Messages Lost When Logstash Crashes
Messages are lost when using various input sources and the output source fails to write. This appears to be due to the pipeline.rb using a SizedQueue to buffer messages received from inputs. The issue is that if the output plugin fails to write, the messages are not persistent and can be lost if logstash is restarted/crashes/etc..
Here's sample test scenario w/ Redis and file output. This just creates a read-only dir to simulate the output failure. It writes 100 messages to the "test" list in redis. Logstash is started and then crashes. After the crash, the list is missing some messages.
1) redis-server # in one terminal
2) mkdir -p /tmp/nowrite
3) chmod a-w /tmp/nowrite
4) redis-cli -r 100 lpush test "foo"
5) redis-cli lrange test 0 -1 #### Should see 100 entries printed
6) bin/logstash agent -f lost.conf #### Logstash will crash w/ a Permission denied - /tmp/nowrite/log (Errno::EACCES)
7) redis-cli lrange test 0 -1 ##### <100 messages will not be shown.

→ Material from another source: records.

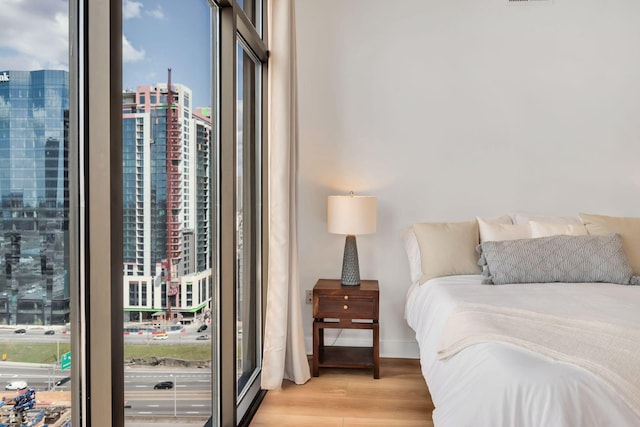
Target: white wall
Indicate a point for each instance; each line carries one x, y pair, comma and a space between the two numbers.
448, 109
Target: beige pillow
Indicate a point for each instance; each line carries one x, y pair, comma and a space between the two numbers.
546, 229
524, 218
447, 248
499, 232
627, 228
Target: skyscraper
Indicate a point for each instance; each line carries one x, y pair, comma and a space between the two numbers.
167, 271
34, 153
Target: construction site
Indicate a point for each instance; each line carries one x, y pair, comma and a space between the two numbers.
30, 408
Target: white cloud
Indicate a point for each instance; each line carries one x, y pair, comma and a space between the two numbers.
131, 9
34, 35
130, 53
158, 13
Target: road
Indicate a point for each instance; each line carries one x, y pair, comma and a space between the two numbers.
189, 399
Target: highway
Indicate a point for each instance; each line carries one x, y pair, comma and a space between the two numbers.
190, 397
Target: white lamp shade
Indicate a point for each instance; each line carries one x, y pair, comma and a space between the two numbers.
351, 214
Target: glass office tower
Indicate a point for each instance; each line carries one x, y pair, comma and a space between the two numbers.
34, 153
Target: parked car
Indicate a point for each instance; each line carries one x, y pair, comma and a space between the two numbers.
163, 385
16, 385
63, 380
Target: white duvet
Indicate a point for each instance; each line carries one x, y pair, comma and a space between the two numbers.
497, 384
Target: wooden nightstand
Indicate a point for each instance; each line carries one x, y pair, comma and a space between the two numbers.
337, 306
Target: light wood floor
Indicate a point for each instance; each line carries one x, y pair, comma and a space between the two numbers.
351, 397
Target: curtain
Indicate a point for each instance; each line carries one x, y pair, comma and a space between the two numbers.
284, 354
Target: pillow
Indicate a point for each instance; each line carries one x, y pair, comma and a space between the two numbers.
447, 248
494, 232
413, 254
545, 229
627, 228
556, 259
502, 219
524, 218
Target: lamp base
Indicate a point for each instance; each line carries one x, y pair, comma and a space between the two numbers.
350, 266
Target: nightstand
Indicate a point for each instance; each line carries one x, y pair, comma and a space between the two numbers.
345, 307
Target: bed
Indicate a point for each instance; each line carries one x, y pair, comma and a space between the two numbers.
556, 353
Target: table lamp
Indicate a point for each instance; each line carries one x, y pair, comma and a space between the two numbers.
351, 215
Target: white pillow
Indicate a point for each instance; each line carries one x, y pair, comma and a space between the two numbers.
546, 229
498, 232
524, 218
412, 249
502, 219
447, 248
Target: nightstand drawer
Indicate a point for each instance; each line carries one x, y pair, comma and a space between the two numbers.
345, 307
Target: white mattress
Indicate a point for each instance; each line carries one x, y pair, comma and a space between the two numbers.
493, 384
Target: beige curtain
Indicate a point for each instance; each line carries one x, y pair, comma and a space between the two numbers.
284, 350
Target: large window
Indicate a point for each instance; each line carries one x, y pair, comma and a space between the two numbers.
132, 189
38, 271
168, 191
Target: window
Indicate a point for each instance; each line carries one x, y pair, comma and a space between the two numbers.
96, 228
38, 268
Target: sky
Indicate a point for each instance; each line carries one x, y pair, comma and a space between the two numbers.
157, 35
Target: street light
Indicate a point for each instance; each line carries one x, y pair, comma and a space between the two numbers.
175, 386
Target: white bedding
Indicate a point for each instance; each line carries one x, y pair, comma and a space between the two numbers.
495, 384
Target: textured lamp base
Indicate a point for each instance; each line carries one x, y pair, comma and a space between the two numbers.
350, 267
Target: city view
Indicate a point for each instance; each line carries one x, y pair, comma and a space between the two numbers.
173, 298
167, 243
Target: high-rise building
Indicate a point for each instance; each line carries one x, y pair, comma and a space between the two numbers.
34, 236
166, 190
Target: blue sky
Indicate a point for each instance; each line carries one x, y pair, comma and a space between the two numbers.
162, 34
157, 35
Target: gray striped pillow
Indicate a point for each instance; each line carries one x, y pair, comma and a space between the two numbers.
556, 259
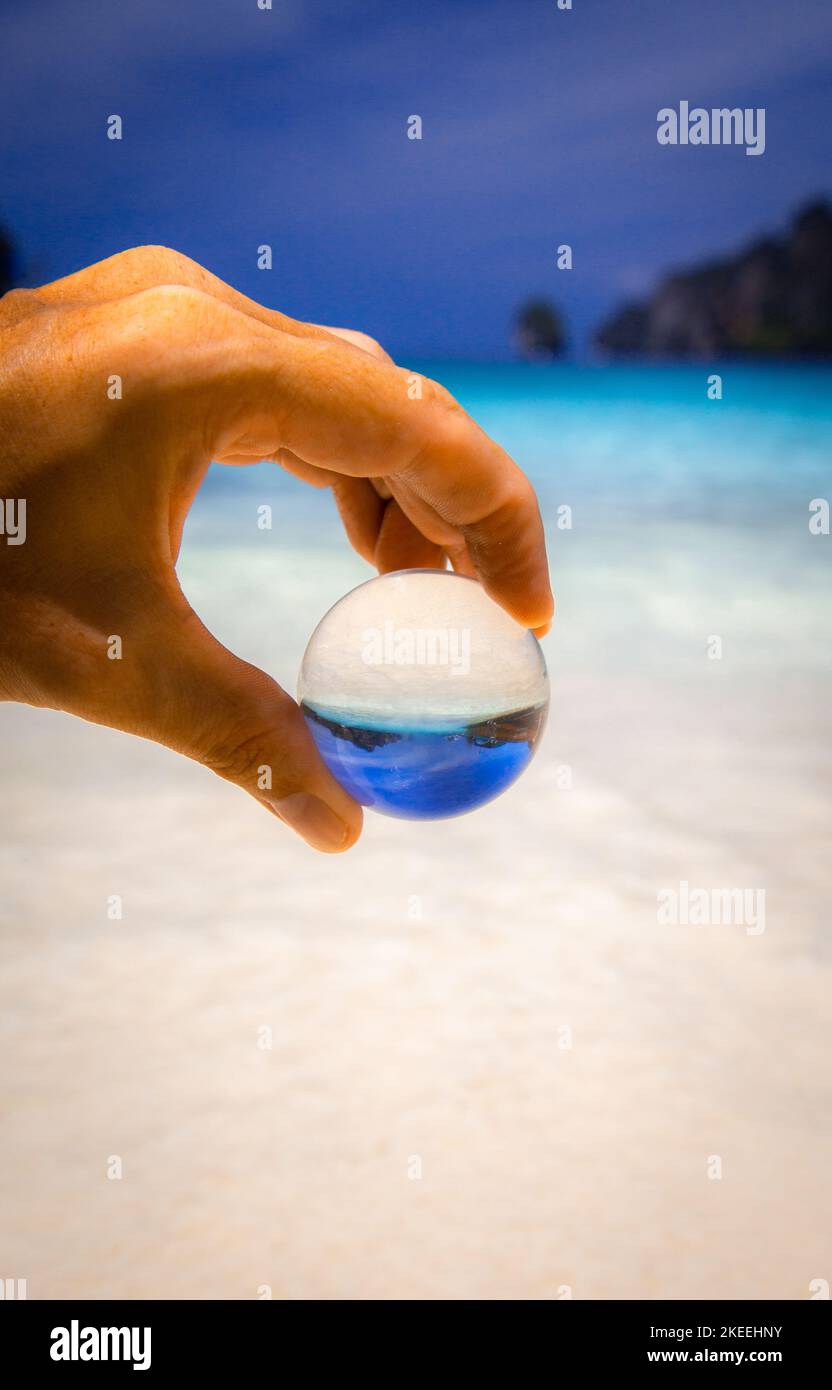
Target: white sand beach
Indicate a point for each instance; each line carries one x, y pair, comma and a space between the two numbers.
421, 1126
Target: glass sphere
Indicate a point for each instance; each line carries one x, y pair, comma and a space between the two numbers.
424, 698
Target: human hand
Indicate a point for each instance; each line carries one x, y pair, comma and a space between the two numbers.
209, 374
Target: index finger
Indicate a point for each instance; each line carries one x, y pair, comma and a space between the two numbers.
359, 416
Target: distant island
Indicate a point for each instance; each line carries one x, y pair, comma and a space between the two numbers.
539, 330
771, 299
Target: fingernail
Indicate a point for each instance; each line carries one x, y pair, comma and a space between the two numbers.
313, 819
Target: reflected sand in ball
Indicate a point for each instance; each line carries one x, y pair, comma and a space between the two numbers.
424, 698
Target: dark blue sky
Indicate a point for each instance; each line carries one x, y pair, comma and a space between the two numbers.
288, 127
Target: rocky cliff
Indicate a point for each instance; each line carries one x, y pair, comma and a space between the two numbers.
772, 299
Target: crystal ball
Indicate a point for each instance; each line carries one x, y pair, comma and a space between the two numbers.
425, 698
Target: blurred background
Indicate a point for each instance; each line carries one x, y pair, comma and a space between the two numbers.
466, 1061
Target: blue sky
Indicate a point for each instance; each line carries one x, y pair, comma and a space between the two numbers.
289, 127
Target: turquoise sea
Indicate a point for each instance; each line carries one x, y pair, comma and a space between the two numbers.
620, 445
274, 1039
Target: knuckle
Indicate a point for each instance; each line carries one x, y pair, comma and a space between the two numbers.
239, 756
239, 749
167, 314
145, 262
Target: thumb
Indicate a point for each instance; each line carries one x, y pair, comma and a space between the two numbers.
232, 717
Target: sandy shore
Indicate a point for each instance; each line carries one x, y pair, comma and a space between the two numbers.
424, 990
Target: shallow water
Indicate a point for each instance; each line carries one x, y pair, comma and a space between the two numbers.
427, 773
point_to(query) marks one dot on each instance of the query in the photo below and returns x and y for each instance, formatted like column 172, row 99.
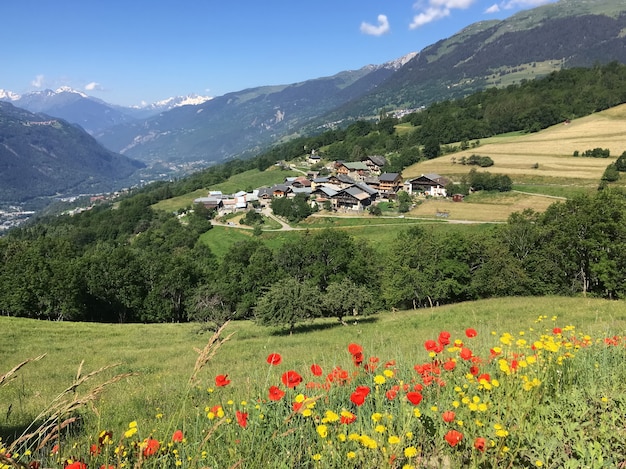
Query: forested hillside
column 128, row 262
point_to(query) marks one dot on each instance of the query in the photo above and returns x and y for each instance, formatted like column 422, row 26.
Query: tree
column 345, row 298
column 287, row 303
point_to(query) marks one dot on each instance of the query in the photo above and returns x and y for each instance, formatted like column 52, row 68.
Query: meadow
column 517, row 382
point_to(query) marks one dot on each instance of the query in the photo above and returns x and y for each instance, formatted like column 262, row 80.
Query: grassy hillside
column 157, row 399
column 162, row 355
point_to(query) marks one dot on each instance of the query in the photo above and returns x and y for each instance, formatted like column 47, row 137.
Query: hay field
column 493, row 209
column 551, row 149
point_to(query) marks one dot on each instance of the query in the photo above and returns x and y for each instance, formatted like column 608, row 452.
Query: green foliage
column 288, row 303
column 293, row 209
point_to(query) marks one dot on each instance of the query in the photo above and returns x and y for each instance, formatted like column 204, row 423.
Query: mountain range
column 41, row 156
column 194, row 132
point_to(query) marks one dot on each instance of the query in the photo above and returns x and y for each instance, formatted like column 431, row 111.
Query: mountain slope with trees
column 42, row 156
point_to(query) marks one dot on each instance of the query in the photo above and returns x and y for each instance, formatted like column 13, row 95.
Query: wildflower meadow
column 547, row 394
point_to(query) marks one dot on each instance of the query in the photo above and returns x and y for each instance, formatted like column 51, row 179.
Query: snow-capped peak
column 170, row 103
column 9, row 95
column 399, row 63
column 67, row 89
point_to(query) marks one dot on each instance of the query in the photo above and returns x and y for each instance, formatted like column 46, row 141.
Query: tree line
column 149, row 267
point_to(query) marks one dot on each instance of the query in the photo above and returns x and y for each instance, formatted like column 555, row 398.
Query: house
column 389, row 184
column 431, row 184
column 212, row 203
column 342, row 180
column 356, row 197
column 356, row 169
column 314, row 158
column 280, row 190
column 375, row 163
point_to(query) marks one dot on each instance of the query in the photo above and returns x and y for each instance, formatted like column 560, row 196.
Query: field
column 156, row 399
column 551, row 149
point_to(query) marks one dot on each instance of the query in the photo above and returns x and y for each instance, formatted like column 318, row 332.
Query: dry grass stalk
column 8, row 376
column 64, row 404
column 208, row 352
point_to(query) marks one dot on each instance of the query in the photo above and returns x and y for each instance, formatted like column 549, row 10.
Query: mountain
column 92, row 114
column 42, row 156
column 532, row 43
column 243, row 121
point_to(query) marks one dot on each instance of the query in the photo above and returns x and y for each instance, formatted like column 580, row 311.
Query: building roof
column 356, row 166
column 388, row 177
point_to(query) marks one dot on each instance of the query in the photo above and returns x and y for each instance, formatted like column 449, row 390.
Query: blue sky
column 129, row 51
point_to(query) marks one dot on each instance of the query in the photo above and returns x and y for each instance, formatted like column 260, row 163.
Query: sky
column 131, row 51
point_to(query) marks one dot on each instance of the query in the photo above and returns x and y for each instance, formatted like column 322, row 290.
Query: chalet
column 375, row 163
column 389, row 184
column 212, row 203
column 356, row 169
column 428, row 184
column 342, row 180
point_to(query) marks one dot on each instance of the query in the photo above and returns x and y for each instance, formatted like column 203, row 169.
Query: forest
column 129, row 263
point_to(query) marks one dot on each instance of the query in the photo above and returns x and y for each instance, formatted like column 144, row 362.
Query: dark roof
column 388, row 177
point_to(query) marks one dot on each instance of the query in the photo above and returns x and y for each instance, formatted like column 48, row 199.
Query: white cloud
column 93, row 86
column 493, row 9
column 38, row 81
column 376, row 30
column 436, row 10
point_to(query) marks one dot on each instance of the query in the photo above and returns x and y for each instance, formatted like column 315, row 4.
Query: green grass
column 161, row 358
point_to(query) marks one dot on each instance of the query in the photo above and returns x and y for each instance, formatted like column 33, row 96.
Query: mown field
column 519, row 425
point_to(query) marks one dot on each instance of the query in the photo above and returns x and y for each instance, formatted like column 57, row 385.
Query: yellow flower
column 322, row 431
column 410, row 451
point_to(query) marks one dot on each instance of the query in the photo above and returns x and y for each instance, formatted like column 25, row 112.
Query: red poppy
column 291, row 379
column 444, row 338
column 359, row 395
column 152, row 446
column 357, row 358
column 276, row 394
column 430, row 345
column 76, row 465
column 274, row 359
column 448, row 416
column 347, row 418
column 242, row 418
column 449, row 365
column 453, row 437
column 465, row 353
column 414, row 397
column 221, row 381
column 480, row 443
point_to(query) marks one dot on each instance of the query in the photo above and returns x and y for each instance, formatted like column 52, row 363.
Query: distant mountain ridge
column 41, row 156
column 92, row 114
column 568, row 33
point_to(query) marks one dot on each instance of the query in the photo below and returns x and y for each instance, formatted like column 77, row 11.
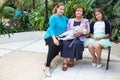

Some are gone.
Repeatedly restarting logstash will continue to drain the list and lose messages. (A process monitoring framework like supervisor could make the amount of data lost much larger if it continually restarted Logstash).
Looking at some of the other input code, I believe this affects all of them... even rabbitmq w/ ACKs enabled since it ACKs after adding the message to the output queue and not after successfully being sent by the output plugin.
I've attached my sample logstash config as well.
This also appears to happens when Logstash does not crash. If I run the same script but use:
url => "http://127.0.0.1:9999/nothere"
http_method => "post"
and then shutdown Logstash gracefully. All the messages are lost.
Updated the ticket to reflect actual bug reported
1) Logstash shouldn't be crashing here, that's one bug.
2) We'll be replacing the internal messaging system eventually with something that is auditable (for metrics/monitoring) and more durable against crashes.